共感の役割とは?
動物の世界で考えてみると、共感は種を存続するためになくてはならない本能的なサバイバルスキルと言えます。
動物は、仲間を守るために、協力し合わなければなりません。オスが食べ物を狩り、メスが子どもの世話をします。単独では生き残れない動物は、群れを作ります。子どもが襲われそうになった時には強靭さを発揮し、体を張って守ろうとします。
ヒトはどのように共感能力を発展させてきたのでしょうか。
その子孫であるサピエンスは約1000年をかけてサピエンス同士で協力しやすい身体へと進化しました。男性ホルモンが減少して顔が柔和になり、攻撃的ではなくなり、脳が発達してお互いの思考や気持ちを正確に理解できるようになりました。
そうして、家族や友達、近隣の人たちと共感することで親切な行動がしたくなり、そうすることでお互いに好意が生まれます。
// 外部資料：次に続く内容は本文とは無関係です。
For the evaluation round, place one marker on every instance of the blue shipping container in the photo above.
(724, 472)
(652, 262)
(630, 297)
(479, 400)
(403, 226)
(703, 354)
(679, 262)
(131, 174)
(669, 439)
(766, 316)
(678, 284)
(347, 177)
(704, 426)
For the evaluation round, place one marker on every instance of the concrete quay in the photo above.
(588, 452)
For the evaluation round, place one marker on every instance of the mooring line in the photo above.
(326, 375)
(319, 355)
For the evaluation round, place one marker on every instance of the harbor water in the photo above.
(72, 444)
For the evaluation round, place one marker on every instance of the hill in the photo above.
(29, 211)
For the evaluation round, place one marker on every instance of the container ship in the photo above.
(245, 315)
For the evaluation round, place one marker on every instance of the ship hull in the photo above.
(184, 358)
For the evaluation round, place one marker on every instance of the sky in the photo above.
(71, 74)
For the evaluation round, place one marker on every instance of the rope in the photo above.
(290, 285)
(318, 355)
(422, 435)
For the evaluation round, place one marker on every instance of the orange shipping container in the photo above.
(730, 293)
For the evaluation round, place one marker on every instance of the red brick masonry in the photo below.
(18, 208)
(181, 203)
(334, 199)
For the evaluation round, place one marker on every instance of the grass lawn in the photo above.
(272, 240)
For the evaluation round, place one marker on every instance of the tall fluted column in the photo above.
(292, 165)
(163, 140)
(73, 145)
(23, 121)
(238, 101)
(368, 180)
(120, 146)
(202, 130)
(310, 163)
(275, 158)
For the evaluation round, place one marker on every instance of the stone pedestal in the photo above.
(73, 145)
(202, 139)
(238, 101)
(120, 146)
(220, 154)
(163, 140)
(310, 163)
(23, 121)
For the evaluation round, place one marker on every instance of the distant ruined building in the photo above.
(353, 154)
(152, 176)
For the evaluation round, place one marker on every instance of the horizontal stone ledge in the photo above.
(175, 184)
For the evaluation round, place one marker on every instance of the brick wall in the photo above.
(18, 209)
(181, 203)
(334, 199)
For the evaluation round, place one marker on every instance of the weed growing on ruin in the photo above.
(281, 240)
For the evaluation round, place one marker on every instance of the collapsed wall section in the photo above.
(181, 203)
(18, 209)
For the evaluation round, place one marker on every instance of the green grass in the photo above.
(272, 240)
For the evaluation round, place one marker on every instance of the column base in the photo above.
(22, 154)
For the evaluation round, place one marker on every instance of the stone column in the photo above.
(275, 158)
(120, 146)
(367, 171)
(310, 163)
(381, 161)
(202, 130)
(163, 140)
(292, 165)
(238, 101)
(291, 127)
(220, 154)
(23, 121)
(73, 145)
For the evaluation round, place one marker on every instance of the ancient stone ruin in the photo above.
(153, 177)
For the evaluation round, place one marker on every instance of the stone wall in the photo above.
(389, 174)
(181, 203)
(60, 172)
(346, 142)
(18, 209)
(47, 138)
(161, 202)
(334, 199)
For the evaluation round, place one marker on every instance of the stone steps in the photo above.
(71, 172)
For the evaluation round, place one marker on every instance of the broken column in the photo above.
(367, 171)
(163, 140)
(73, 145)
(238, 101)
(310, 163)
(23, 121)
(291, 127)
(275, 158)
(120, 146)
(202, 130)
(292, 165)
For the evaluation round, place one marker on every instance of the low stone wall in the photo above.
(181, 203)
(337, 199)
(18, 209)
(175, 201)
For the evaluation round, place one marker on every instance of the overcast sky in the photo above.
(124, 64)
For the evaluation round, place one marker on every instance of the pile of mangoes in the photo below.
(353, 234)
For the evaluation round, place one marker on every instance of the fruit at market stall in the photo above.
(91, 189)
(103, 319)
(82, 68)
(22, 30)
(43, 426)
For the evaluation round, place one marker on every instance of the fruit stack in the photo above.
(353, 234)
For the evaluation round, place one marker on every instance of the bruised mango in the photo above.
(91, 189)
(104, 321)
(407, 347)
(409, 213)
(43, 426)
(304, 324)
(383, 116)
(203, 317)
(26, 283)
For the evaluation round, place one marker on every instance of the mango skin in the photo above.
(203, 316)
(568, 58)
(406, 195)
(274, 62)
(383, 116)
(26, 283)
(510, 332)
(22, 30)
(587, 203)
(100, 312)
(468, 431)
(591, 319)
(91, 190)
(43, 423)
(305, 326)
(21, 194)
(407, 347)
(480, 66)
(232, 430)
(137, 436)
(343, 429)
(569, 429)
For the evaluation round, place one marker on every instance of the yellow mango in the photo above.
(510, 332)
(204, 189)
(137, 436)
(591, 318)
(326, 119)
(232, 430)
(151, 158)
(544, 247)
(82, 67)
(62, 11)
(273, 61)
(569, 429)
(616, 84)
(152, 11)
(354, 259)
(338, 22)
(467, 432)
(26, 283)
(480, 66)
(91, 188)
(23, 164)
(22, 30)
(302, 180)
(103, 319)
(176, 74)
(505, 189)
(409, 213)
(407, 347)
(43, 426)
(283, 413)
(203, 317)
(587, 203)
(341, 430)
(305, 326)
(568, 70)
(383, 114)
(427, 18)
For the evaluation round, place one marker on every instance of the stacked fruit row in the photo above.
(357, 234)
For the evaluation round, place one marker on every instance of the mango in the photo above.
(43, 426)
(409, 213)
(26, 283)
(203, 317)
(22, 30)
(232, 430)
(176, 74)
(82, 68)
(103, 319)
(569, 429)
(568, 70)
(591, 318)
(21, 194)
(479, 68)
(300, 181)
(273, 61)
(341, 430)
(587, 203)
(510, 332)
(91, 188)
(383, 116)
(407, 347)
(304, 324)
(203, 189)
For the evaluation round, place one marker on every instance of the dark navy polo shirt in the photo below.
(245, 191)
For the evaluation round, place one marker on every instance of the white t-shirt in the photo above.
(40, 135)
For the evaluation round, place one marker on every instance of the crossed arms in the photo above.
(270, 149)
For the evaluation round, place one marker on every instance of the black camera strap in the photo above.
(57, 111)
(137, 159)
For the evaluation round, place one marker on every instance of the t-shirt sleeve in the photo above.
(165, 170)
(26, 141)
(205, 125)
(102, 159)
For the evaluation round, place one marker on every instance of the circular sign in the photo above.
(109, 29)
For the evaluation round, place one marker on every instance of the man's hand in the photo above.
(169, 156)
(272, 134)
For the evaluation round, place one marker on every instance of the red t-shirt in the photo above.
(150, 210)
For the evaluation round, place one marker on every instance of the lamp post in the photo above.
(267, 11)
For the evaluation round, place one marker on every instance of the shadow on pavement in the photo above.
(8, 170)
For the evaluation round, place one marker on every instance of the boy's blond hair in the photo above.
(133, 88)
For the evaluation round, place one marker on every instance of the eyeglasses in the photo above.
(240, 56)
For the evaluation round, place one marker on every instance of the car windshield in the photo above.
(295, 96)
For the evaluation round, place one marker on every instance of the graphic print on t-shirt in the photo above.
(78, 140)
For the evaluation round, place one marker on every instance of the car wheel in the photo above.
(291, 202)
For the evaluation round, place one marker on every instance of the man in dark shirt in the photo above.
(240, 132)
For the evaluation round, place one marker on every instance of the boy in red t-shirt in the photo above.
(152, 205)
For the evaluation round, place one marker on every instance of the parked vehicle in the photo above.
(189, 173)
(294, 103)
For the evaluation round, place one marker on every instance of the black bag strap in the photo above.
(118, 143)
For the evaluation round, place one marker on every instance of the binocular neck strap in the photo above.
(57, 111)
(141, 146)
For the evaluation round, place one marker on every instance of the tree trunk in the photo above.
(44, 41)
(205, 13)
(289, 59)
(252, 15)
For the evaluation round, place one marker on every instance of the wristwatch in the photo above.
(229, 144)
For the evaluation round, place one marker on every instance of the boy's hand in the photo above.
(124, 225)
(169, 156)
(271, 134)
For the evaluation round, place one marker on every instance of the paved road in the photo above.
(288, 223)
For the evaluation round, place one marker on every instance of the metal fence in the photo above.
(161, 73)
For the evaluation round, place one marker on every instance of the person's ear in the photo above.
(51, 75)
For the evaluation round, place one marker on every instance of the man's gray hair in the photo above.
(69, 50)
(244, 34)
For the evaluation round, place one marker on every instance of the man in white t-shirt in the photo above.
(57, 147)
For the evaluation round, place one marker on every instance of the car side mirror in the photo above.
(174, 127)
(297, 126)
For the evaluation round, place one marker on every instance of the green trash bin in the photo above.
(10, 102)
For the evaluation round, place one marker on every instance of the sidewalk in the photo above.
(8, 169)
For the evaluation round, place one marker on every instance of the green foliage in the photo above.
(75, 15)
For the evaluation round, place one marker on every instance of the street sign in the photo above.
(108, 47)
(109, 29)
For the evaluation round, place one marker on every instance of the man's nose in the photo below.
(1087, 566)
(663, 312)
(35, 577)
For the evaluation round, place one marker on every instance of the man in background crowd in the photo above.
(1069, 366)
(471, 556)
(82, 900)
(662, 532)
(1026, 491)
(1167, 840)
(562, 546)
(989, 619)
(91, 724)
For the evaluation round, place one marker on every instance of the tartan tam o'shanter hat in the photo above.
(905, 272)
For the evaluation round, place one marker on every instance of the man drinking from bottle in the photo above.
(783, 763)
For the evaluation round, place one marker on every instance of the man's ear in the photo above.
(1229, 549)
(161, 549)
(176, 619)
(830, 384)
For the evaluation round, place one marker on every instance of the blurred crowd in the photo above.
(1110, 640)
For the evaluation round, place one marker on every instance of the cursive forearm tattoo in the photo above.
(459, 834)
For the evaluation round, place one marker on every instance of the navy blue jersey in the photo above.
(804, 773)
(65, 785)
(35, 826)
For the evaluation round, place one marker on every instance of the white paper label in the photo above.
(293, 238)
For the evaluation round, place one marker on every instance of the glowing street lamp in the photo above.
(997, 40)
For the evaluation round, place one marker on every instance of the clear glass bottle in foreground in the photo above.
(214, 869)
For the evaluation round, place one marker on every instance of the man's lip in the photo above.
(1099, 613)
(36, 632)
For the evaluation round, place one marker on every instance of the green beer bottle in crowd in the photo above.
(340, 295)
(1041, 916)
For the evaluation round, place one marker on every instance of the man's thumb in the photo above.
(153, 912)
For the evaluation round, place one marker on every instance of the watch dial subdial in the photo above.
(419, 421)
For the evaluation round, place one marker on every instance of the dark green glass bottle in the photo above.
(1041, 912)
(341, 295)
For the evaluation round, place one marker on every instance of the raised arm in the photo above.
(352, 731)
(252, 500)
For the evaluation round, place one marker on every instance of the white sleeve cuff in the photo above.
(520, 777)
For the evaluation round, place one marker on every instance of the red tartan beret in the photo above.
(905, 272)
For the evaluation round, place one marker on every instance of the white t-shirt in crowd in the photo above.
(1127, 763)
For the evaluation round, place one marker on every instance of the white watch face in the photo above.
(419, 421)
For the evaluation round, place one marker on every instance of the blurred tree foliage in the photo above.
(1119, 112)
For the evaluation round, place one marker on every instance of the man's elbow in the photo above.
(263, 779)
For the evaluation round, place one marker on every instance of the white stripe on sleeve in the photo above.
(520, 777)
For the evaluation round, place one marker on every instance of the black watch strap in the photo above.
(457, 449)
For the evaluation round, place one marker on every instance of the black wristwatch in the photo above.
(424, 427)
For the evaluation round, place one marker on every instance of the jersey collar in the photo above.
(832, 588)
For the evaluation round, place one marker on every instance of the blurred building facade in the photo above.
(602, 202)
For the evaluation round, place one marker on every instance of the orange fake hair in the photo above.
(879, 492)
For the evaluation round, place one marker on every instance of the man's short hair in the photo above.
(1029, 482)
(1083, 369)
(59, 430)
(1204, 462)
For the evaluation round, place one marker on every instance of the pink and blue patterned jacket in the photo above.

理解し合い、助けあってコミュニティを築くことができました。共感する事は自分自身を幸せにすることにも繋がっているのです。
映画や小説の登場人物にまで思いを巡らせることもできる人類は、共感能力を使って感情を豊かにしてきました。
世の中が発展し、都市で暮らす人の単位が小さくなってきたことで、「隣近所の知人」が少なくなり、これまでのようなご近所のコミュニティを作る機会が減った結果、都会に暮らす人々は単独行動が増えました。そして今、コロナ禍で人と関わる機会が極端に制限される世の中になり、インターネット越しの活動が圧倒的に増えてきました。同じ場所で同じ体験をして共感能力を高めてきた今までの方法はなかなか取れなくなりましたが、また違った方法で存分に共感し合える環境も生まれています。
今までと大きく違うのは、自分と同じ嗜好や境遇の仲間とインターネットを通じて出会えるという事です。マイノリティであっても、距離を越えて仲間と出会い、コミュニティに入れるようになりました。マイノリティであった事で生きづらさを抱えていた人たちにとって、安心して話せる場所、体験を共有し合える仲間ができることは格別の事でしょう。
SNSの普及によって、世界で起こる紛争や貧困、飢餓の情報を簡単に知ることができるようになったため、実際に行かなくても地球の裏側にまで共感の対象が拡がり、寄付やボランティアを進んで行う人も増えています。
これまで共感力は進化の過程で培われてきたと述べましたが、意識的に共感能力を高めることはできるのでしょうか。
長年に渡る研究で、共感は固定された素質ではなく、むしろスキルに近いことがわかっています。
いきなり共感能力がグングン上がる魔法のような方法はありませんが、相手の気持ちを理解しようと意識していれば、筋肉のように少しずつ鍛えられていくものだそうです。
私たちは、感情を高揚させることや、状況によって共感するかどうかをコントロールしています。
反射的に共感している事もありますが、自分のために役立つかどうかによって共感するかしないかを判断していることもあります。
例えば、ラグビー選手が試合前に士気を奮い立たせるため、円陣を組み、闘志に満ちた言葉を自分たちに浴びせるパフォーマンスを意識的に行いますね。
また、楽しい気持ちには伝染性があります。そばにいる人が楽しそうにしていると自分も楽しい気持ちになる。その場の空気が楽しいものになることは自分にとっても相手にとっても良いことなので、共感する選択をしていると言えるでしょう。
反対に、人の悪口ばかり言う人の話を聞きたくないと思うのも、共感したくないという選択の現れですね。
人は他者に共感する時、幸せを感じるという研究結果が出ています。
他者に手を差し出すことは、差し出された相手だけでなく、差し出した本人にも恩恵があるというのです。また、他者の相談にのってあげることは、同じ立場に立ち、別の解釈を考えるという作業です。これは共感の力を磨くことにもなります。この作業は、自分が問題にぶつかった時、客観的な視点で解決する方法を考える訓練にもなるでしょう。
編集部のここが「#たしかに」
「共感」は自分も相手も幸せにできることがわかりましたが、人によっては共感し過ぎて疲れてしまう場合があるようです。
そんな時、あなたは相手の痛みを“自分のもの”として受け止めてしまっているかもしれません。共感のスキルとして、あくまでもその問題は“相手のもの”という事を意識してみてください。そうすれば、共感し過ぎる事なく相談に乗ってあげられるのではないでしょうか。
そして、相手との信頼関係をより深めることができれば良いですね。